Space junk could be next property boom
This computer generated graphic by NASA shows space junk has made such a mess of Earth's orbit that experts say we may need to finally think about cleaning it up. Photo: AP
The term ''space junk'' has not been long in the lexicon, but it may already be time to junk it.
In the coming colonisation of space, one nation's space junk will probably be another's strategic heritage treasure, according to space archaeologist Alice Gorman.
''This is a lesson Australian Aboriginal people know all too well,'' says the Flinders University academic, whose unusual career combines her twin childhood dreams of astronomy and archaeology.

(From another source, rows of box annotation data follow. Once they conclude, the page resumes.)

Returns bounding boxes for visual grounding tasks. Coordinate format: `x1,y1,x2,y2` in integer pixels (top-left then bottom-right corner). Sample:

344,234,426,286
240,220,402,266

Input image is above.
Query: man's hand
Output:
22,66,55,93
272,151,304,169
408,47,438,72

''In the future people might say, 'You have no right to use this orbit or resources because historically you have never been there'. So it could become critical to demonstrate you have an asset in space.'' Even if it's in pieces, and no longer works.
If the definition of space junk and its astropolitical implications seems too far over your head, Dr Gorman begs to differ.
The use of satellites for purposes from communicating to finding our way to knowing the weather means we all have a stake in space, she says.
Think of satellite navigation, aka satnav or GPS.
''Everybody uses it now. People are starting to lose the ability to think spatially and read maps. So the situation where somebody gains control of the geostationary orbit could have an absolutely phenomenal impact.''
With ''off-earth mining'' expected within 20 years, she warns it will take only a bold first mover to overcome the UN's Outer Space Treaty, which declared space ''the province of all mankind''.
At the TEDx event in Sydney in May, Dr Gorman will be urging people to spread their thinking into space. ''I think it's important to realise you don't have to stand idly by and watch the big space players make the decisions.''
Other speakers include Julian Assange's legal adviser, Jennifer Robinson, ''contemporary warrior''and former Australian Special Forces sniper Damien Mander on fighting poachers in Africa, and star designer Marc Newson.